Two handmade crochet fairy dolls, one black and one white.

If the word Privilege causes you to prickle, especially when combined with the word “white” here are a few things you may want to think about.

This year all three of our boys had spring break during a different week. I only took off work for one of them. I drove 425 miles with my son to see his new baby cousin and to hang out with the bigger cousins.

He had hours of alone time with mom, which he rarely gets.

…several fast food meals, which he rarely gets.

…a trip to the aquarium.

…countless basketball games with his cousin.

…late night TV with his uncle to watch his favorite team play.

His brothers had to fend for themselves over their spring breaks. No special treatment for them.

He realized it was a special.

He was grateful for it.

He did nothing more than his brothers to deserve this trip.

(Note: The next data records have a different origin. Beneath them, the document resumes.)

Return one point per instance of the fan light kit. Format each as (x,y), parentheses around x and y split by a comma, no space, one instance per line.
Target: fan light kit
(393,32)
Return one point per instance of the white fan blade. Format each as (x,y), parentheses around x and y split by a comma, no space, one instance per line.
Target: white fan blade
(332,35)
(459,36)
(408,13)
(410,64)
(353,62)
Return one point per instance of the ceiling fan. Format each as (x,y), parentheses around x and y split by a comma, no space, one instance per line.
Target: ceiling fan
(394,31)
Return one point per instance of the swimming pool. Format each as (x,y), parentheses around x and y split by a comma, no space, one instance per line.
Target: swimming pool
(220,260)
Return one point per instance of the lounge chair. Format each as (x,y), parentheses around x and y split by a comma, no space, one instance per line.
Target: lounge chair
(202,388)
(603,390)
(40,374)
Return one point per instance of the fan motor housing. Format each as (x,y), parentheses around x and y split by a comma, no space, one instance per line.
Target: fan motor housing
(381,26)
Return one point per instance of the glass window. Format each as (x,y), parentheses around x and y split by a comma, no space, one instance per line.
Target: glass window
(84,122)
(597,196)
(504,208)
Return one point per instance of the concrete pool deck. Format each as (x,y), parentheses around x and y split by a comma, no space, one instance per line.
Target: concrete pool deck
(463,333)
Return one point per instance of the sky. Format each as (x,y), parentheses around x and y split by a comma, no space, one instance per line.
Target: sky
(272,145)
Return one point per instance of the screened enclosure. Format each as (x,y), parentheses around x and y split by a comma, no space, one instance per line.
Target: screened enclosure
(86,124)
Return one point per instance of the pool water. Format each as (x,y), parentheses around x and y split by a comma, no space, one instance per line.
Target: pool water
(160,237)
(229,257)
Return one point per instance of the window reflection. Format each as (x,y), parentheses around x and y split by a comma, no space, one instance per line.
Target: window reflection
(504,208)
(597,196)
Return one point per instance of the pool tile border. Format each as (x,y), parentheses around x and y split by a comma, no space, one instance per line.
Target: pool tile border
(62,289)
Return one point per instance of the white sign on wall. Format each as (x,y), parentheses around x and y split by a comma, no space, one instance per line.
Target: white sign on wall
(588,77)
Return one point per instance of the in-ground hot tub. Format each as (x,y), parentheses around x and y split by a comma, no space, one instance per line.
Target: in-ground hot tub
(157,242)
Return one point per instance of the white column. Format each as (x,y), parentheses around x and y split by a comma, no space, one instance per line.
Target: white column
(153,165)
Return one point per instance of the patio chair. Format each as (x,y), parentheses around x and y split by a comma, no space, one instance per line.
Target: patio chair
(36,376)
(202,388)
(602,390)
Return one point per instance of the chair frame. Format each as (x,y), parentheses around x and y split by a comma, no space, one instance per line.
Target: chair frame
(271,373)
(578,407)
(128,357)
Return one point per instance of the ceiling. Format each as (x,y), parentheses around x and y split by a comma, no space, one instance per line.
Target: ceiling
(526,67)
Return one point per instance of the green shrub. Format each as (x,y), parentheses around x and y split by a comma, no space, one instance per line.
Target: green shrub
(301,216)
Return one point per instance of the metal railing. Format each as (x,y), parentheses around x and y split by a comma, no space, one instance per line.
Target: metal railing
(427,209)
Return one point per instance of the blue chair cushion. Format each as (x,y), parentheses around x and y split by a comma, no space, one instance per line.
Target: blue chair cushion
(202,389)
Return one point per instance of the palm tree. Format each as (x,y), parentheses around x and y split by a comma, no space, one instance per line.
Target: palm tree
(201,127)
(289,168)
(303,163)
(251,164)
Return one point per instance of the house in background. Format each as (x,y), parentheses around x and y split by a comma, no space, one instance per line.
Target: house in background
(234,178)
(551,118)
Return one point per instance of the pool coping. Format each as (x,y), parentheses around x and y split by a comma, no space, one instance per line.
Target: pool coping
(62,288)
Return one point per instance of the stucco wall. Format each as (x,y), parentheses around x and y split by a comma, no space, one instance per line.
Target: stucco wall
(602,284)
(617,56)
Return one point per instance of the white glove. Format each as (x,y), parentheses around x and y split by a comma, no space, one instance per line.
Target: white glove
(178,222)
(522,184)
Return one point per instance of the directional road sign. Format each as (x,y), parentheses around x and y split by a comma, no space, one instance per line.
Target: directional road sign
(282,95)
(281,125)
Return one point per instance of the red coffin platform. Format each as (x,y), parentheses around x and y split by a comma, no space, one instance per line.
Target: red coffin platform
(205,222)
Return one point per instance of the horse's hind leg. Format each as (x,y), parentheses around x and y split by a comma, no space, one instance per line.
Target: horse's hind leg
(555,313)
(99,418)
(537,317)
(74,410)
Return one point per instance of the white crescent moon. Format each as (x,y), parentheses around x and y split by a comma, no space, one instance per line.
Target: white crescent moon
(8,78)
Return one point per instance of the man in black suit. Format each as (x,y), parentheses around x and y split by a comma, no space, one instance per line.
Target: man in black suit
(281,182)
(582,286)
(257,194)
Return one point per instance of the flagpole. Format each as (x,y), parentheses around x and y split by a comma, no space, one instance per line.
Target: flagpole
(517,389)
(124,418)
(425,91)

He didn’t rub it in their faces.

This is privilege. If his brothers would have pointed out to him that he had a week of privileges, he probably would have simply agreed with them. He wouldn’t have felt that they were insulting him or that something was wrong with him. He would have owned it.

Here are some ways I see I am privileged:

  • I can set my cruise to 9 miles over the speed limit and not worry too much about being pulled over.
  • I can take my nieces and nephew into a museum on my sister-in-law’s pass and not be asked for id or bag check.
  • I can trace my ancestry back to the shores of other countries.
  • I can walk into the movies or any store with a very large purse and not once am asked to open it for inspection, not once am I followed around.
  • I own 51% of a small business in a country where white women still make less than white men and women of color make even less. See more here.
  • I had an educational opportunity to complete high school in 3 years.
  • I have incredible credit rates and was able to take out a mortgage during a time we had virtually no income.

These are just a few examples of ways I have come to realize I am privileged. I didn’t earn them. I’m not a bad person for having them. I see, though, that the playing ground is not level and many others do not have these same privileges.

Michael Harriot breaks it down as not being an insult nor an accusation but rather a measurable gap. You can read his article here.

I own my privileges. I am very grateful for them. And where possible, I will use my privileges to work towards leveling the playing ground for all.